3-Day zoom retreat in honor of Our Lady of the Rosary Feast, known as Our Lady of Victory"

If you can't attend all the sessions, DON'T WORRY, everyone will be sent a digital copy of the entire retreat with all the sessions.


On the occasion of this great Feast, I have prepared a 3 days retreat to reflect on the power of the Blessed Mother and Her role in our lives, and the weapons She gives us to defeat the enemy and reach the heart of God. We are never alone, there is nothing to fear as long as we have Her; there is nothing impossible to us as long as we pray and if we can listen to Our Mother.  I will speak about the different places she appeared and explain her messages to you in detail, as well as Her most important message--the power of the rosary, and its miracles in everyday life. I will speak about faith, how critical our Lady messages are around the world, and how to live Her messages in our daily lives and use that power She gives us.   

As we celebrate the Feast of the Rosary on October 7, also known as Our Lady of Victory, a sign of the power of the Blessed Mother in our lives. Our Lady has told us that there is no greater power than the Rosary if prayed from the heart. I have seen many miracles in my life, from help I didn't know I would receive in my needs, in times of suffering. Graces that were just supernatural through this prayer. The Rosary is a tool of our faith that Saints have always prayed. It was said that St. Padre Pio was always seen with the Rosary in his hands. He called it a weapon to scourge the devil. 

 A portion of the proceeds will go to help the Parish of Mushubati near my village. It has lost thousands of parishers during the genocide has become very worn down, and needs repairs. It's very special because it was the parish priest, Fr. Clement who was killed during the genocide, he married my parents, baptized us, etc. and he never left his beloved church, staying put to hear confessions and consoling those who were about to die. They killed him right after and I believe he is a Saint.  

God Bless You,

Immaculee

History on the Feast Day courtesy of the Catholic News Agency website:

On October 7, the Roman Catholic Church celebrates the yearly feast of Our Lady of the Rosary. Known for several centuries by the alternate title of “Our Lady of Victory,” the feast day takes place in honor of a 16th-century naval victory that secured Europe against Turkish invasion. Pope St. Pius V attributed the victory to the intercession of the Blessed Virgin Mary, who was invoked on the day of the battle through a campaign to pray the Rosary throughout Europe.
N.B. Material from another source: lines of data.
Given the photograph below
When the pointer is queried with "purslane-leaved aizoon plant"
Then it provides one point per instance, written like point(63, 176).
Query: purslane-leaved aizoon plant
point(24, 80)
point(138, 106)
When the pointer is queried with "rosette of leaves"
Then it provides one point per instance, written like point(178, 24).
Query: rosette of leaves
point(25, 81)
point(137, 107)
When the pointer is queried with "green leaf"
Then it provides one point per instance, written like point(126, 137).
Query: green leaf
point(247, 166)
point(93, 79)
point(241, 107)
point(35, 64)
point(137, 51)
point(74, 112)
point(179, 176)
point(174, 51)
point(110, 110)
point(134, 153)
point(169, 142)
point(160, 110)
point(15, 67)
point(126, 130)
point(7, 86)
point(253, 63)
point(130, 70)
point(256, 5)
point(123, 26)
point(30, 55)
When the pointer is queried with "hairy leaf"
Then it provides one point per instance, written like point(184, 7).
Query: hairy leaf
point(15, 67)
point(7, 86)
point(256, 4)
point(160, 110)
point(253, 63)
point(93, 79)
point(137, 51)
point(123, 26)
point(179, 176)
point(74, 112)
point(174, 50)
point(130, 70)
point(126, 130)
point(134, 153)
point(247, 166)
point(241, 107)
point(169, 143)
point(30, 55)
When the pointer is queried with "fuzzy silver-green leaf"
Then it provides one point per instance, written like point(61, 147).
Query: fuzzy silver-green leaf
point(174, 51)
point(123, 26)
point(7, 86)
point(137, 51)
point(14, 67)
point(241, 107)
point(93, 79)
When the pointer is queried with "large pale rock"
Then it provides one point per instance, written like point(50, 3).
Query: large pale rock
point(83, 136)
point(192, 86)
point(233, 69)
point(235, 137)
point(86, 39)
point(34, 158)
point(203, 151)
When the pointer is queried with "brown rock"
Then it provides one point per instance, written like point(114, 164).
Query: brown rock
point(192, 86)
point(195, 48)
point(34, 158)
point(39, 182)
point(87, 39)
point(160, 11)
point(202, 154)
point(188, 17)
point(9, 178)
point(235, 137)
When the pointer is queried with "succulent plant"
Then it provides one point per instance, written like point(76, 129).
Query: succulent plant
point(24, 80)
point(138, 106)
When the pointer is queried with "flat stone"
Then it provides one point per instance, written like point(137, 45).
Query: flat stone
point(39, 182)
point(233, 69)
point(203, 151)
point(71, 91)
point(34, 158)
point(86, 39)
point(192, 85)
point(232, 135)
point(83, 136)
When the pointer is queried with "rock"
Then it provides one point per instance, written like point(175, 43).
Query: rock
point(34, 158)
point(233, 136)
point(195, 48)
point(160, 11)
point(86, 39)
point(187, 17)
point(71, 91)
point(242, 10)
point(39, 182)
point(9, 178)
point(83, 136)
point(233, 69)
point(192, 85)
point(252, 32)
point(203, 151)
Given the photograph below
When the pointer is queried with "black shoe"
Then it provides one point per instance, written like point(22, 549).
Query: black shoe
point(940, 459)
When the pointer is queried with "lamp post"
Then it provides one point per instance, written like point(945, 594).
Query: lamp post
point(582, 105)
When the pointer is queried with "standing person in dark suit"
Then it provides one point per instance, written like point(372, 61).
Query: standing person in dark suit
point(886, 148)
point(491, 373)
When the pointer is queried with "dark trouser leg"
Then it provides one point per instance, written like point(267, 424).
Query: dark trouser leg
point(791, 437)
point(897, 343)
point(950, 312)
The feast always occurs one week after the similar Byzantine celebration of the Protection of the Mother of God, which most Eastern Orthodox Christians and Eastern Catholics celebrate on October 1 in memory of a 10th-century military victory that protected Constantinople against invasion after a reported Marian apparition.

Pope Leo XIII was particularly devoted to Our Lady of the Rosary, producing 11 encyclicals on the subject of this feast and its importance in the course of his long pontificate.

In the first of them, 1883's “Supremi Apostolatus Officio,” he echoed the words of the oldest known Marian prayer (known in the Latin tradition as the “Sub Tuum Praesidium”), when he wrote, “It has always been the habit of Catholics in danger and in troublous times to fly for refuge to Mary.”

“This devotion, so great and so confident, to the august Queen of Heaven,” Pope Leo continued, “has never shone forth with such brilliancy as when the militant Church of God has seemed to be endangered by the violence of heresy … or by an intolerable moral corruption, or by the attacks of powerful enemies.” Foremost among such “attacks” was the battle of Lepanto, a perilous and decisive moment in European and world history.

Troops of the Turkish Ottoman Empire had invaded and occupied the Byzantine Empire by 1453, bringing a large portion of the increasingly divided Christian world under a version of Islamic law. For the next hundred years, the Turks expanded their empire westward on land and asserted their naval power in the Mediterranean. In 1565 they attacked Malta, envisioning an eventual invasion of Rome. Though repelled at Malta, the Turks captured Cyprus in the fall of 1570.

The next year, three Catholic powers on the continent – Genoa, Spain, and the Papal States - formed an alliance called the Holy League, to defend their Christian civilization against Turkish invasion. Its fleets sailed to confront the Turks near the west coast of Greece on October 7, 1571.

Crew members on more than 200 ships prayed the Rosary in preparation for the battle - as did Christians throughout Europe, encouraged by the Pope to gather in their churches to invoke the Virgin Mary against the daunting Turkish forces.

Some accounts say that Pope Pius V was granted a miraculous vision of the Holy League's stunning victory. Without a doubt, the Pope understood the significance of the day's events, when he was eventually informed that all but 13 of the nearly 300 Turkish ships had been captured or sunk. He was moved to institute the feast now celebrated universally as Our Lady of the Rosary.

“Turkish victory at Lepanto would have been a catastrophe of the first magnitude for Christendom,” wrote military historian John F. Guilmartin, Jr., “and Europe would have followed a historical trajectory strikingly different from that which obtained.”